余談ですが、パレスホテルで食事をしていると急に後ろで食事をしていた家族の中の一人が大声で怒鳴り始めました。その親父はどうやら伝票のビールの本数が違うと訴えているようでした。店とのやり取りがあった後で親父の主張が認められたようでしたが、それでもそのメガネ親父の怒りは収まらなかったらしく、財布から金を取り出したあとも、社長に苦情の手紙を書くだのなんだのとわめき散らしていました。
店内には外国人観光客と駐在員、ベトナムの成金と共産党員。ちょっと金のかかるところや高級店にありがちな顔ぶれですが、ビールの本数でそこまで激高できるベトナム人はさすがです。小銭をもてるようになって一部に成金は出てきましたが、ベトナム人の心はまだまだ貧しいのです。私は知りませんが、どうやらその親父は音楽関係の有名人のようでした。
もう一つ余談。ドンコイの店が見つからなくてパレスのバイキングを偶然見つける前に、前から気になっていた旧国営デパート(Thuong Xa Tax、Tax Trade Center)内にある中華料理に行ってみようと決めました。エレベーターで3階に昇り店の前に立つと中は大盛況です。これはかなり期待できると胸を膨らませて店内に入ろうとするとなんか雰囲気が違います。ウェディングドレスのような服を着た2人の店員がドアを開けて中へ入るように促すので、その人に訊いて見ると、今ちょうど結婚式なので一般客は入れないと言うことでした。先に言えよと思いながら帰りましたが、日本のように席が決められずに慌しく進められるベトナムの結婚式では、招待客になりすましての食い逃げが最近横行しているという話も大いにうなずけます。

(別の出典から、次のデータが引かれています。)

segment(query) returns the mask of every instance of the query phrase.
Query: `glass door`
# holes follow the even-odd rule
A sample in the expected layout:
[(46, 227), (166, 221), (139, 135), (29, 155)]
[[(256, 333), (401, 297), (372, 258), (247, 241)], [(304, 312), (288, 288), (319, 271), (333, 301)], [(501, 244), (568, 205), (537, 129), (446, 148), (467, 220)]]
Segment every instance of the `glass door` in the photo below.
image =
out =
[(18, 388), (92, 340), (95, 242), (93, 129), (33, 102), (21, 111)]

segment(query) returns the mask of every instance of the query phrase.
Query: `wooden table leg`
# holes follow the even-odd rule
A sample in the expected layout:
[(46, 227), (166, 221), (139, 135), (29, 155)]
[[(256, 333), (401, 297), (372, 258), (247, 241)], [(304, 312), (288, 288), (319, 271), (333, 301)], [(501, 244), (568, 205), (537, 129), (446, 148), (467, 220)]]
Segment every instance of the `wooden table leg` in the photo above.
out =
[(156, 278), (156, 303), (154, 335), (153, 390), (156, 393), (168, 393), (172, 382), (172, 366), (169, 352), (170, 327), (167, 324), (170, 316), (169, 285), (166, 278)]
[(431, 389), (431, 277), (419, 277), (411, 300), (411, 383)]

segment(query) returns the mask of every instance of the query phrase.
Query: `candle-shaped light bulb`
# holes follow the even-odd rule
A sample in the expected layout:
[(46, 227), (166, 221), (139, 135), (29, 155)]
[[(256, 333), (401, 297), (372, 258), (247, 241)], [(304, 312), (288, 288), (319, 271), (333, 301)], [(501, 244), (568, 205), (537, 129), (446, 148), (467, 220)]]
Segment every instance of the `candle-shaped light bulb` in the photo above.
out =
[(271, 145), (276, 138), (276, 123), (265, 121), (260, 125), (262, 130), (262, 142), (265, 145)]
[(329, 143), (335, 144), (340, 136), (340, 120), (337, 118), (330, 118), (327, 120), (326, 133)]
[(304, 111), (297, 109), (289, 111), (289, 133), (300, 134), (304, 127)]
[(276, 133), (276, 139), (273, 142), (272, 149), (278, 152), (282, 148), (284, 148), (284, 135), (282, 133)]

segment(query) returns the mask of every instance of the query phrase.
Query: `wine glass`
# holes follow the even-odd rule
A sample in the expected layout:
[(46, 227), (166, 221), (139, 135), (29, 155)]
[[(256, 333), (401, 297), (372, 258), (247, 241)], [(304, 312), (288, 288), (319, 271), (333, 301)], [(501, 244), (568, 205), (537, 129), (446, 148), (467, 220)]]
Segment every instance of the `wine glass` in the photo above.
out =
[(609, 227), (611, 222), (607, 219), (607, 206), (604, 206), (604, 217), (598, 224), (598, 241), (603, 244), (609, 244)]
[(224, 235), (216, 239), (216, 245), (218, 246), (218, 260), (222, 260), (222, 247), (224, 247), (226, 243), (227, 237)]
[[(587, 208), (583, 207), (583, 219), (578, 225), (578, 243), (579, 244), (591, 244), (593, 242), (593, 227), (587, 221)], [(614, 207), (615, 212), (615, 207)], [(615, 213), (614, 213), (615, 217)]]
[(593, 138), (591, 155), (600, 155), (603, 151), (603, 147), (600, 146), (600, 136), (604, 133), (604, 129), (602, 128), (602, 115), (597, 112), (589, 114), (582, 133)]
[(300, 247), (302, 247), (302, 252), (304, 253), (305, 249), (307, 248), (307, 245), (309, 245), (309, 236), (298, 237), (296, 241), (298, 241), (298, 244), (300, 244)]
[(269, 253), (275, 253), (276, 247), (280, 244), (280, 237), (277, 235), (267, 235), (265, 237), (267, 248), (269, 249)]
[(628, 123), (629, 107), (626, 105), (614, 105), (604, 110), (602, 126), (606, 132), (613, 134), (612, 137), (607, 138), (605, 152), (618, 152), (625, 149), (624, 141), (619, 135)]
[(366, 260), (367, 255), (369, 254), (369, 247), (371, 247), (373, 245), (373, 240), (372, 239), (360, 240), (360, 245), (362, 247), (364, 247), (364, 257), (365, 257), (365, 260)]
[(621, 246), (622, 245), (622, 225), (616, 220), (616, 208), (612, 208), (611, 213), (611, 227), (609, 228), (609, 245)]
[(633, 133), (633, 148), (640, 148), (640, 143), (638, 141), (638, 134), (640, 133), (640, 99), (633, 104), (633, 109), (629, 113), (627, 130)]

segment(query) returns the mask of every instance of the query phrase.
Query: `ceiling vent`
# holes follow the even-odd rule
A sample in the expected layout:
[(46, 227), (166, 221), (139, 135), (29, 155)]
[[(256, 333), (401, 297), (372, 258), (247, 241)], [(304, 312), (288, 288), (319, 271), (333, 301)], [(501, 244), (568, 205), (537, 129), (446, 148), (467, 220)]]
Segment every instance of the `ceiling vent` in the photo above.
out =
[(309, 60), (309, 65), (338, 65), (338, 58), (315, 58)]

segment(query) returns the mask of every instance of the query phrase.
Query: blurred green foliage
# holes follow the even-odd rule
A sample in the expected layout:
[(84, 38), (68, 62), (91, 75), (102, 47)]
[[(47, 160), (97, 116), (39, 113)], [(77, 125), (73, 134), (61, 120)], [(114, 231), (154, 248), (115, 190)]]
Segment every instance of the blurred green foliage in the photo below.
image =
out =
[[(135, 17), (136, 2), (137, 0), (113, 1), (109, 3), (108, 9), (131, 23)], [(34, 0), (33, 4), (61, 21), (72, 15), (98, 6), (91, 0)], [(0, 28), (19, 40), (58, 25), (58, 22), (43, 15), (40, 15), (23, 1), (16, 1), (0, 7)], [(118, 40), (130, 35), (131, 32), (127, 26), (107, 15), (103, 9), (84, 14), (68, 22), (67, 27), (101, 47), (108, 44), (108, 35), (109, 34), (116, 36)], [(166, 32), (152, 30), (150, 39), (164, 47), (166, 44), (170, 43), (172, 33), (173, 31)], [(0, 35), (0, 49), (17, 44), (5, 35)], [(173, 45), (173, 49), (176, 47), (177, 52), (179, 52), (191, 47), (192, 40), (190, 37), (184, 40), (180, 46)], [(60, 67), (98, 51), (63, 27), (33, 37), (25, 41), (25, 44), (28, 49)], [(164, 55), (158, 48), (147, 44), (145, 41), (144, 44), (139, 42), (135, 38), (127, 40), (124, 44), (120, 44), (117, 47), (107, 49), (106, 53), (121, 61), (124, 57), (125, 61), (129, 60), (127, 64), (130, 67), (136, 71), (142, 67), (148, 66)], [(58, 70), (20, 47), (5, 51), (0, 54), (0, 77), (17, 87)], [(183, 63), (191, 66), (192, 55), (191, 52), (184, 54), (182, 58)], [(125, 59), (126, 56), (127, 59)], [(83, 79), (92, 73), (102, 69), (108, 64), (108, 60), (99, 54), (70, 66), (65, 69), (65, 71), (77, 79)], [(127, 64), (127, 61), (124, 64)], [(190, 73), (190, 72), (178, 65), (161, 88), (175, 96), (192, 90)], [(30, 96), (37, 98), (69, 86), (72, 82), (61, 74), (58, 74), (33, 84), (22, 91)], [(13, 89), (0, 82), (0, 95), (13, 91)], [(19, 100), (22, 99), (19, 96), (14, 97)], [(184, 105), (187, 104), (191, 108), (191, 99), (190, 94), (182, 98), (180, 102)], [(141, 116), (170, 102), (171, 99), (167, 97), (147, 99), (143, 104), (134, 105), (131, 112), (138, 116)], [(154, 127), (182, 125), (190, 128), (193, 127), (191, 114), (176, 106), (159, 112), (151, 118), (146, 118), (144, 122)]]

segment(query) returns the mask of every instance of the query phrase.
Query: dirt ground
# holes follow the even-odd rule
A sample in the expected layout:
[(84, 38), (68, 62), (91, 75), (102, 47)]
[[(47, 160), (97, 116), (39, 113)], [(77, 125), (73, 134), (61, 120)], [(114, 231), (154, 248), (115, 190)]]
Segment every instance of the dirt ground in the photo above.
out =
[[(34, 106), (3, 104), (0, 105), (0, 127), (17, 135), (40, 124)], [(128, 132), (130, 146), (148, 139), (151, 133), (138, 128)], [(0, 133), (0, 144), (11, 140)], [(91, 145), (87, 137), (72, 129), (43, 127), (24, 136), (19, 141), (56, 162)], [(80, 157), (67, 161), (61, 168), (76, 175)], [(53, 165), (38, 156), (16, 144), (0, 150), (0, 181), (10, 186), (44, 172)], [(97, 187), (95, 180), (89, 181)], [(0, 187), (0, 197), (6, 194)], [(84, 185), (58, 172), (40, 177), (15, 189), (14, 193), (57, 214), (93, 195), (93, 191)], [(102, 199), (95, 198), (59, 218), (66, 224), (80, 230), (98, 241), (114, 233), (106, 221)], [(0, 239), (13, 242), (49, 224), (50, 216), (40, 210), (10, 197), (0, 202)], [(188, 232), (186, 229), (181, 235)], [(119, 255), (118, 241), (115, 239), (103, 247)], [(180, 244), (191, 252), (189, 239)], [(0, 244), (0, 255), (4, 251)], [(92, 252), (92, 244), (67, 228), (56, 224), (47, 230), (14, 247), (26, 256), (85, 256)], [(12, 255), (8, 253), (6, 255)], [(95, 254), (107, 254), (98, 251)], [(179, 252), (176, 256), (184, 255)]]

ついでにもう一つ。ベトナムではバイキングのことをビュッフェと言います。仏語のBuffetです。それは電車なんかにあるやつだろう。バイキングというのが正しい、と思っていつも眺めていたのですが、辞書を引いてみると「smorgasbord」とありました。もとはスウェーデンを始めとする北欧の食事形式だそうです。いわゆる海賊なんかもそうしていたのかもしれません。北欧をイメージするバイキングを冠してバイキング料理と言ってしまう日本人も人のこといえませんでした。